Sérgio Reis não jogou simplesmente uma ideia ao vento. Ele conspirou com duas dezenas de pessoas para pôr fogo no país.

Essa revelação estarrecedora consta do pedido de instauração de inquérito encaminhado ao STF pela Procuradoria Geral da República. Segundo o documento, Sérgio Reis e seus comparsas se reuniram em um hotel em São Paulo, no dia 27 de julho. Falaram da mobilização, de acomodações para manifestantes em Brasília e, a partir dali, começaram a alimentar as redes sociais com “mensagens, agressões e ameaças à Democracia, ao Estado de Direito e suas Instituições”.
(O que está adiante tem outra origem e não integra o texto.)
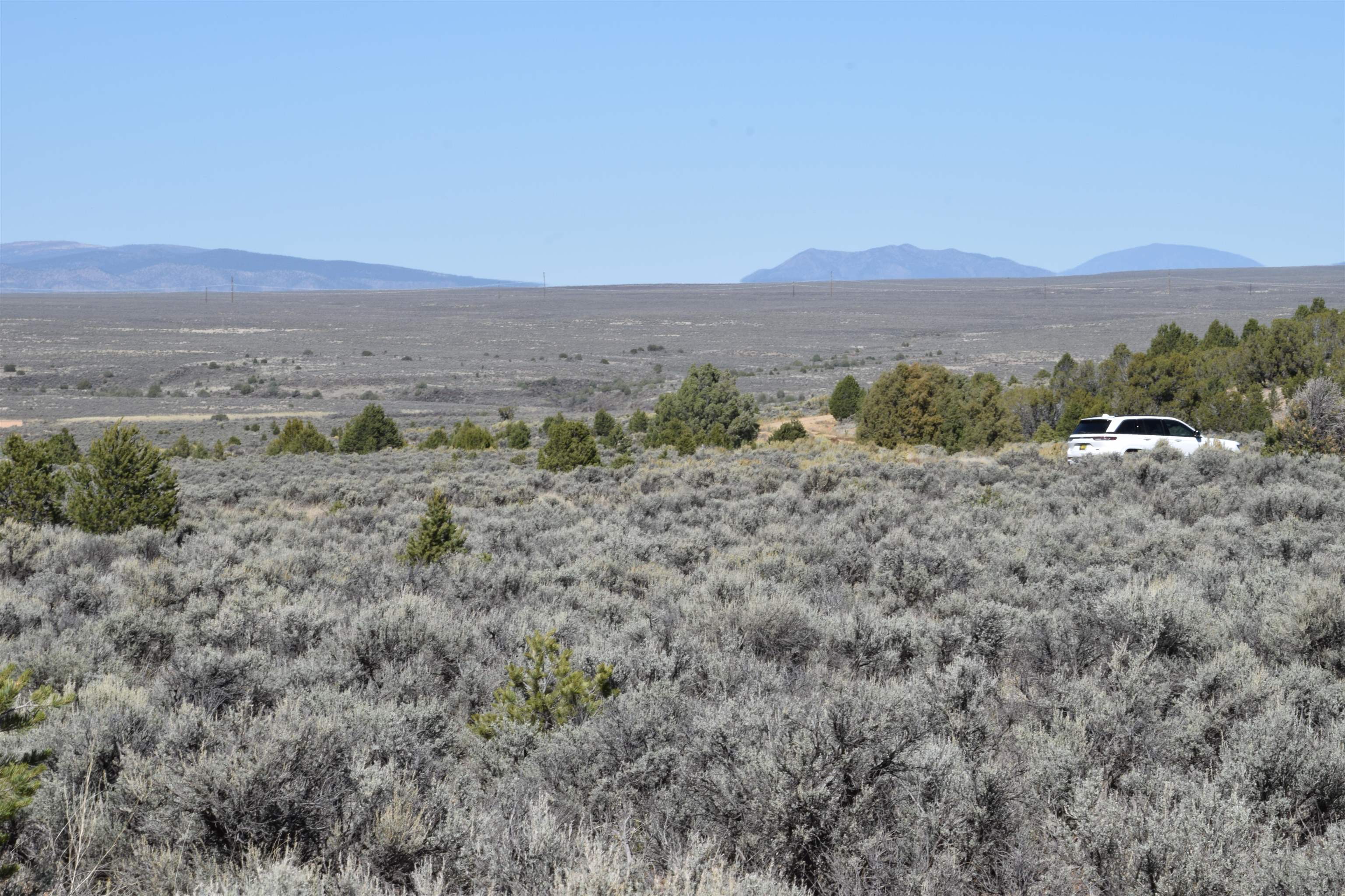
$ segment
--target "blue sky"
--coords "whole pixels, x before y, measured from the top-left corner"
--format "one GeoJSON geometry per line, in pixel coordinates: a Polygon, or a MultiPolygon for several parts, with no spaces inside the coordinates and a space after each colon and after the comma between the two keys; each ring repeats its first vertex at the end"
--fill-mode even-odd
{"type": "Polygon", "coordinates": [[[1345,4],[0,4],[0,240],[554,283],[1345,259],[1345,4]]]}

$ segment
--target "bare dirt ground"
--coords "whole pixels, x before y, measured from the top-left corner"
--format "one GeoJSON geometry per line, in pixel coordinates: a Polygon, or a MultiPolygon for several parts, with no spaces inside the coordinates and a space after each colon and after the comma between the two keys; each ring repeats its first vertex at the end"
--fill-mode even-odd
{"type": "Polygon", "coordinates": [[[790,420],[799,420],[803,429],[808,431],[808,435],[816,438],[824,438],[833,445],[839,443],[854,443],[854,420],[846,420],[838,423],[837,418],[830,414],[812,414],[810,416],[780,416],[773,420],[763,420],[761,431],[757,434],[759,442],[765,442],[771,438],[771,434],[777,429],[788,423],[790,420]]]}

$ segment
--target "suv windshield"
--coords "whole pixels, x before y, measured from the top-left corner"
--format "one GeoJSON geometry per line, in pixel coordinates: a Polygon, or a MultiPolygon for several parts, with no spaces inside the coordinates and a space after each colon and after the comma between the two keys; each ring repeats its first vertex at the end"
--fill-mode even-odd
{"type": "Polygon", "coordinates": [[[1181,420],[1154,420],[1158,424],[1157,435],[1165,435],[1173,439],[1193,439],[1196,438],[1196,430],[1190,429],[1181,420]]]}
{"type": "Polygon", "coordinates": [[[1106,433],[1108,426],[1111,426],[1111,420],[1079,420],[1079,426],[1071,435],[1098,435],[1106,433]]]}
Um parêntese: A petição é assinada pela subprocuradora geral Lindôra Araújo, cujas credenciais garantiriam entrada em qualquer clube de bolsonaristas. Nesta semana ela disse que não via comportamento criminoso nas aglomerações sem máscara promovidas pelo presidente, “pois não existe comprovação da eficácia da máscara de proteção”. Lindôra não hesitou em escrever essas palavras, mesmo sem ter formação para embasá-las e mesmo sabendo que elas não são corroboradas pela maioria esmagadora dos cientistas. Mesmo essa destemida subprocuradora, contudo, não viu como escapar das evidências no caso de Sérgio Reis e recomendou a abertura do inquérito.
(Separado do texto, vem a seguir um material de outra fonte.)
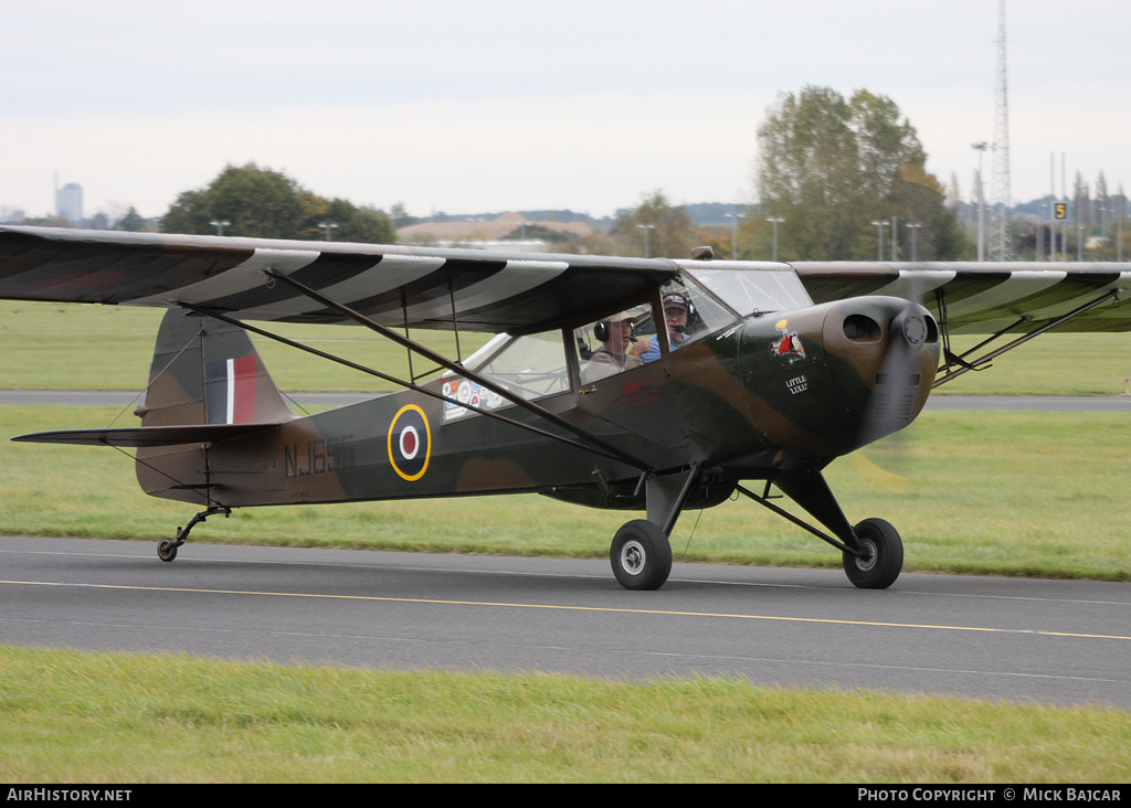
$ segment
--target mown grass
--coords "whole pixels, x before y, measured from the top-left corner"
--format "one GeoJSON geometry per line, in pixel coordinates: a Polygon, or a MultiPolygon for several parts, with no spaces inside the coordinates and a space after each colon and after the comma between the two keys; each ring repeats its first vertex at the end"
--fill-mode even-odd
{"type": "MultiPolygon", "coordinates": [[[[0,435],[105,426],[115,415],[0,407],[0,435]]],[[[932,411],[900,442],[840,460],[827,476],[849,519],[897,525],[905,570],[1128,581],[1128,426],[1121,414],[932,411]],[[906,490],[887,487],[875,466],[901,475],[906,490]]],[[[132,460],[111,449],[0,441],[0,532],[156,540],[196,511],[141,494],[132,460]]],[[[245,509],[210,519],[192,540],[603,557],[630,515],[537,495],[245,509]]],[[[683,514],[672,545],[682,561],[840,563],[744,498],[683,514]]]]}
{"type": "Polygon", "coordinates": [[[0,646],[0,781],[1123,783],[1131,714],[0,646]]]}
{"type": "MultiPolygon", "coordinates": [[[[0,302],[0,386],[140,389],[159,318],[0,302]]],[[[356,329],[286,332],[404,372],[400,350],[356,329]]],[[[450,336],[435,339],[444,347],[450,336]]],[[[465,338],[464,354],[481,341],[465,338]]],[[[257,342],[284,389],[386,389],[257,342]]],[[[1128,335],[1046,337],[943,391],[1116,393],[1131,376],[1129,346],[1128,335]]],[[[0,436],[105,426],[118,415],[0,407],[0,436]]],[[[927,412],[905,437],[829,469],[849,518],[899,527],[905,568],[1129,580],[1124,416],[927,412]],[[907,489],[886,487],[891,477],[877,464],[901,475],[907,489]]],[[[0,532],[155,540],[193,511],[143,495],[131,460],[113,450],[0,440],[0,532]]],[[[481,497],[252,509],[211,519],[192,538],[602,557],[625,518],[537,496],[481,497]]],[[[831,548],[749,502],[685,514],[673,546],[685,561],[839,564],[831,548]]],[[[1121,783],[1131,775],[1125,712],[732,679],[316,669],[0,646],[0,715],[5,782],[1121,783]]]]}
Não há, portanto, razão para ficar com peninha porque a PF foi fazer busca e apreensão na casa do cantor autoritário.

Nem muito menos alegar, como fez Mario Frias, o anti-secretário federal de Cultura, que uma ação policial contra o Sérgio Reis “compromete a cultura nacional, pois não há cultura artística sem liberdade”.

Vinda de um integrante do governo Bolsonaro, essa declaração chega a ser ofensiva. O Executivo está repleto de gente que se recusa a admitir que o Brasil passou por uma ditadura militar – por um regime que, ele sim, prendeu, silenciou e censurou de maneira sistemática todos os tipos de artista. Como já argumentei aqui, a trigrada que pensa dessa maneira e ao mesmo tempo enche a boca para falar de liberdade, emporcalha essa palavra com o seu cinismo.
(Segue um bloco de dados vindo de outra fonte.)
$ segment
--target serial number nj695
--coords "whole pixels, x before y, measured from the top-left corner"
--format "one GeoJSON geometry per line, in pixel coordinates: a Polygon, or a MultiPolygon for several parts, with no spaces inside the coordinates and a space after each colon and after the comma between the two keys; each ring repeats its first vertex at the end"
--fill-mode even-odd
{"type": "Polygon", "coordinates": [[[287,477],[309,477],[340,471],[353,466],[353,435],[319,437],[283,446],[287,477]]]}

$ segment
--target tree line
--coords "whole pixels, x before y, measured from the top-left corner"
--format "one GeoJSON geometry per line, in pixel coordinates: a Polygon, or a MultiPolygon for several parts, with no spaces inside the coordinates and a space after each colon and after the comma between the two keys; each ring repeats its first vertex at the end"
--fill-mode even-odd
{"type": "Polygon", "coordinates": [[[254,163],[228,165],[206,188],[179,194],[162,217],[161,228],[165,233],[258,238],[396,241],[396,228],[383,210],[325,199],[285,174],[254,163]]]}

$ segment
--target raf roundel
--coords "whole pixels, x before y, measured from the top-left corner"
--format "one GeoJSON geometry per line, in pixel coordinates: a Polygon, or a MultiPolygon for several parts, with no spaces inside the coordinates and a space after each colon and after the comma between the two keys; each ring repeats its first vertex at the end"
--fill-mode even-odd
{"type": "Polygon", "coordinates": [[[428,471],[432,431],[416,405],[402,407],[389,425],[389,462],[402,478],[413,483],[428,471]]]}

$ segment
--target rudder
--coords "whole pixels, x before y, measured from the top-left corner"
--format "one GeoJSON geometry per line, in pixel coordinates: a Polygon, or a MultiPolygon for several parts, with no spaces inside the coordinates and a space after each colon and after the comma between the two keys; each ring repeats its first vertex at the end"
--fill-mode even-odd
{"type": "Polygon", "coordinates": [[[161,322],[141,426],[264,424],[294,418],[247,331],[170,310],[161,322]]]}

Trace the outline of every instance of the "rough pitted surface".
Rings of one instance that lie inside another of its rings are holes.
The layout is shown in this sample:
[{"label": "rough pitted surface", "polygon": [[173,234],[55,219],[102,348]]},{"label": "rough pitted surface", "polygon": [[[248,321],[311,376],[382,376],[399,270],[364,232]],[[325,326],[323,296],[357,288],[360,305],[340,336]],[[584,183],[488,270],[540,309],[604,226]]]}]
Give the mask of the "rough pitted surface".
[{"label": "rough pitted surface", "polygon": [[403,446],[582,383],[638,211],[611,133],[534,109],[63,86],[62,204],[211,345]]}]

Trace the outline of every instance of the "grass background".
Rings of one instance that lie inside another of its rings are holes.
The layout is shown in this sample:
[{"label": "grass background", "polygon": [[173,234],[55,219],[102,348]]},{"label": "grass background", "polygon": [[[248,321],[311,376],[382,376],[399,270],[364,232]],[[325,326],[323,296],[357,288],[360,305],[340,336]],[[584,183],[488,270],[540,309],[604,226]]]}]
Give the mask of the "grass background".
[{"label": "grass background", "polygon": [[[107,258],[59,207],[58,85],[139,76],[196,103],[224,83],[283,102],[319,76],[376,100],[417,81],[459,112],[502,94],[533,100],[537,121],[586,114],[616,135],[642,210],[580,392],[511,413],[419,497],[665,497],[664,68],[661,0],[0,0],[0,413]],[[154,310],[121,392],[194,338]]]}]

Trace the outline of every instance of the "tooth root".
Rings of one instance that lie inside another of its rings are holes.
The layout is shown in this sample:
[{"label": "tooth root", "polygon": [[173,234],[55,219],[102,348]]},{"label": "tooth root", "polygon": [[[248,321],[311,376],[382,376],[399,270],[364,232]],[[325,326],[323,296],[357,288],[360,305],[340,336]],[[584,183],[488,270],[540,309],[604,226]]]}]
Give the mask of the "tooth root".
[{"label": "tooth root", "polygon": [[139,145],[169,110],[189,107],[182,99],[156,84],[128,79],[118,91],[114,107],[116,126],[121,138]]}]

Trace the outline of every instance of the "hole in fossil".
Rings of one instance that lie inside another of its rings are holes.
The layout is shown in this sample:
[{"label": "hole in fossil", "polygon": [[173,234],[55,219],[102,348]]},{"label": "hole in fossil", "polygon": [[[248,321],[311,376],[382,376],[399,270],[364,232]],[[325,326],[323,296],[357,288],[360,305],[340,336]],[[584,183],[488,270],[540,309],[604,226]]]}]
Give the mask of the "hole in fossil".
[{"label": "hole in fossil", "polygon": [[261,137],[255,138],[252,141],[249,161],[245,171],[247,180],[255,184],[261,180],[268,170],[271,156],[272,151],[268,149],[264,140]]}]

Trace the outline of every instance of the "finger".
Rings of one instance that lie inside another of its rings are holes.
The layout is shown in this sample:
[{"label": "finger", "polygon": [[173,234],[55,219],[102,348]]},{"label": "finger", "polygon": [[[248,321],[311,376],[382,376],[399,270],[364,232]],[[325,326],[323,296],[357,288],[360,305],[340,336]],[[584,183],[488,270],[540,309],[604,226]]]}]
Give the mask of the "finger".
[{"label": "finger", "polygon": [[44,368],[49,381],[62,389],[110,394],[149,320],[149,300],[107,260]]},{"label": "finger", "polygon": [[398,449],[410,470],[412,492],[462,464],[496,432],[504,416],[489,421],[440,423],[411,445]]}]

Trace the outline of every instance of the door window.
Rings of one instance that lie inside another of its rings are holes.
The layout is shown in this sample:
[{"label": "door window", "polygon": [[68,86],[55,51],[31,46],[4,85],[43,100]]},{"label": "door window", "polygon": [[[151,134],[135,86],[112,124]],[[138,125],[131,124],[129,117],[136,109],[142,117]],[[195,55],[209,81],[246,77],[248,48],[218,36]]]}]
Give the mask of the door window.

Mas há outro motivo por que as diligências contra Sérgio Reis não “comprometem a cultura nacional”. É que a política de uma pessoa não macula necessariamente a sua arte, assim como o talento artístico não enobrece a sua política.

Sei que essa é uma tese impopular, talvez até mesmo incompreensível para muita gente nos dias de hoje, seja qual for sua preferência ideológica. Na era dos cancelamentos, direitistas e esquerdistas não pensam duas vezes antes de riscar do mapa quem não reza pelas suas cartilhas.

Se querem empobrecer suas vidas, fiquem à vontade.

De minha parte, ainda quero ler os livros de Céline, que apoiou os nazistas. E ouvir as obras de Shostakovich, que ele bajulou Stalin. Não vou jogar fora os contos de Rubem Fonseca porque ele simpatizava com a ditadura militar. Nem desligar o rádio quando tocar Chico Buarque, porque ele finge que a roubalheira do PT nunca existiu.

Acho execrável a política de toda essa gente. Mas uma coisa é uma coisa, e outra coisa é outra coisa. São todos grandes artistas.

É importante que Sérgio Reis tenha sido exposto. Ele é um golpista. Que ainda tem uma bela voz.